First section: Connect to the database

The first section of the script is used to connect to the database. Fill in the details of your InfluxDB database so that the MATLAB script is able to connect to it.

Objective

Confirm that you get the message 'InfluxDB is OK' in the MATLAB Online command window.

Second section: Reading data

In this section, a data request is made to the database with which you have connected.

Objective

Fill in the parameters of the query to read the data of the four statistical parameters (request the data recorded in the last 5 minutes).

Third section: Detection of new (without processing) data

In order to lighten the data analysis as much as possible at the computational cost level, a repeated data control has been included in this section. In this case, the script is capable of remembering which was the last data entry that it read the last time it was executed, and with that information it verifies if that data entry is within the new data read. In this case, all previous data will be considered as already processed and will be automatically discarded.

This data management implies that if you make two consecutive requests (executing the second section), the second time you run the detection of new data it is possible that all the data is considered repeated and is completely ignored.

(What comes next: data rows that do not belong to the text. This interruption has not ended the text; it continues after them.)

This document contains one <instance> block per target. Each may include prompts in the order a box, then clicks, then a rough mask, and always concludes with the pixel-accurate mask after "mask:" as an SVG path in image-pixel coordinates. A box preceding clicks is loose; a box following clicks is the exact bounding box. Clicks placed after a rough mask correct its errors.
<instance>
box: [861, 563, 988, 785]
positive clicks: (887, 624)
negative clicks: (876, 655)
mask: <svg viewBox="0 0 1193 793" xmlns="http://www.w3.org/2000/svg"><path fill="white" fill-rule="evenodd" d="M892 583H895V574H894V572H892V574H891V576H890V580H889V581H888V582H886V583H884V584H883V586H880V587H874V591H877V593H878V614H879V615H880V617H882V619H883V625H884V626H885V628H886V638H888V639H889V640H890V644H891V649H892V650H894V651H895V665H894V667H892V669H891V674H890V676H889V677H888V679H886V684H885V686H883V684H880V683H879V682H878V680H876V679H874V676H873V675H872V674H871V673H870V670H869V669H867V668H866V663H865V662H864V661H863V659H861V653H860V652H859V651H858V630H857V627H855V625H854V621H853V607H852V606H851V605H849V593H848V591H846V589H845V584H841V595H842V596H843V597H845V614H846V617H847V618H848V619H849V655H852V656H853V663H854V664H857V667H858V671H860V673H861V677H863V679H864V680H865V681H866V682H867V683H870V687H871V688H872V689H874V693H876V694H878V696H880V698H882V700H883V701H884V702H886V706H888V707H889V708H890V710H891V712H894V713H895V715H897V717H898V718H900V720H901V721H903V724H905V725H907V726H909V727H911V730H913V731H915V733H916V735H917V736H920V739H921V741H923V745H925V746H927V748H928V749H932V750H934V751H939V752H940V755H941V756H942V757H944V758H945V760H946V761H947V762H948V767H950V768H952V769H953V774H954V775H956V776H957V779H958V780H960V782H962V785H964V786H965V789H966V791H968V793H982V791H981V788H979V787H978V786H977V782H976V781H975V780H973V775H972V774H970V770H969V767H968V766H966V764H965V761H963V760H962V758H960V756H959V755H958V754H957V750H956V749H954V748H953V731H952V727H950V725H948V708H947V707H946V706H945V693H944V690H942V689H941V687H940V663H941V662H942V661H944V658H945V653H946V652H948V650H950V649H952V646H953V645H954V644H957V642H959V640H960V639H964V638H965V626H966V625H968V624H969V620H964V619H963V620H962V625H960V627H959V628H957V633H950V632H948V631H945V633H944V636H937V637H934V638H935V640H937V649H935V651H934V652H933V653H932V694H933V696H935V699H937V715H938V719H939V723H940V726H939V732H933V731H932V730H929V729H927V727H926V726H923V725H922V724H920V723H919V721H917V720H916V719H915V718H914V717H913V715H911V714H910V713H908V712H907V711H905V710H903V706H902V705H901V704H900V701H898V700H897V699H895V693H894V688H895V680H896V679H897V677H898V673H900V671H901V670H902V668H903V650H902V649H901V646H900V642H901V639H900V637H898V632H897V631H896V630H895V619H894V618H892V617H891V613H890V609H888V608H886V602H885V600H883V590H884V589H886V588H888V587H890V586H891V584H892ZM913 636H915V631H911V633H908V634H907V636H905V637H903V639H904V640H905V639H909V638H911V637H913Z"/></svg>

A possible solution would be not to run the third section if you need to repeat the data request for some reason, keep that in mind.

Fourth section: Data Transformation

The matrix "PCA_matrix" has been generated using principal component analysis techniques. The purpose of this matrix is to reduce the dimensionality of the vibration data, which initially has a dimension of 4 parameters, to 2 parameters (named PC1/Feature 1 and PC2/Feature 2).

Objective

Use the matrix “PCA matrix” and program the necessary matrix operation.

Fifth section: Novelty Detection

In this section a model is used, which you can find in the workspace as "model", which after being trained offline has established ranges for the two parameters that come out of the transformation of the previous section, being able to decide if these parameters represent a known situation or not.

This step prior to the diagnosis is fundamental since, if the model is not capable of associating new data to a situation that is already known to it, the conclusion that can be drawn from the diagnosis process will be totally irrelevant. In the script, MATLAB's predict function returns a numeric and a boolean value, the latter being the one that indicates whether the data is known or not.

At this point you will see how a figure is created in MATLAB similar to the following, which shows the distribution of the data and colors the data classified as known in blue, and the unknown in red.

In the code you will see that the two classes of data are separated in order to use only the known data in the diagnosis, despite the fact that at the end of the script both vectors will be written to the database again to be able to view them in Grafana and not lose information.

Sixth section: Diagnosis

In this section, a diagnosis is made with the data classified as known. At this point you will see how a mesh of points in red and blue is generated. Here, these colors define the domain in which the neural network considers a data to belong to the condition of “Healthy” (in the case of the color blue) or “Bearing Failure” (in the case of the color red). The data entries are shown as green dots in the figure that will appear, which should be similar to the following.

Additionally, the processed data is sent to the neural network to obtain its membership value, which indicates with what probability the neural network affirms that a data belongs to the "Healthy" or "Bearing failure" condition.

Seventh section: Write Diagnostic Data

In this section, a new measurement is generated where the data processed and used for the diagnosis is written.

Obective

Complete the missing data to be able to write the data resulting from the diagnosis.

Eighth section: Write Data Classified as Novelty

In this section, a new measurement is generated where the processed data is written and classified as unknown.

Obective

Complete the missing data to be able to write the unknown data.